El jacinto ha muerto en lluvia. Se recuerda su aroma;
presencia y flor son ya recuerdo en vida contemplada. Todo es recuerdo entonces
de una nada más sorda que el cigarro de estos dedos. Deja caer las gotas del
café hacia estas hojas ténues, color se marque así en soledad, plumas de ave,
avión de carga contra el suelo. Aquellos gritos, estos, que son como otro
puente o las sirenas que provocan a levantar los ojos. Mientras, asoma allá,
tras las ventanas, del otro lado del río, la tétricamirada del enfermo desangrándose. Quizás un
accidente, quizás un golpe fatal o un mal trago. Igual que no saber, saber;
igual que fe sin fe, no hay fundamento alguno y el deseo es un examen que no
quieres hacer ni menos corregir, que no te importa y no te importa porque no
quieres que te importe. Otra forma de decir, no más, el mar, caído, un gran
pájaro burlón sobre la chimenea que nos llena de peste las narices. No quieras
ya preguntas.

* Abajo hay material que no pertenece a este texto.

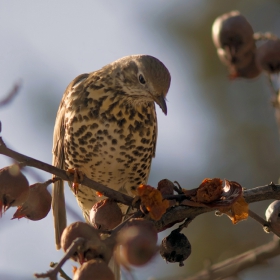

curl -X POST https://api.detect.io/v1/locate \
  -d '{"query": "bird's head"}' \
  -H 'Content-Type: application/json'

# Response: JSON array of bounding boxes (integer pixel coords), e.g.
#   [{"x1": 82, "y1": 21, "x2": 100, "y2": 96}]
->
[{"x1": 111, "y1": 55, "x2": 171, "y2": 114}]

No habrá más respuesta que otro odio, una muerte, o el amor que
se entromete para hacerte llorar en cada nueva sombra. Por qué la taza está
vacía y dónde encontraré café para este ya desasosiego. Qué calles, hombre, que
no sabes decir ni tienes nada. Aportaré a la sombra otro delirio. Comparen esta
enfermedad del negro con su reflejo y su pasado. El recuerdo te delata. Y aquel
jacinto, subyugado por la pasión, nutre de sangre estos días ante la pantalla.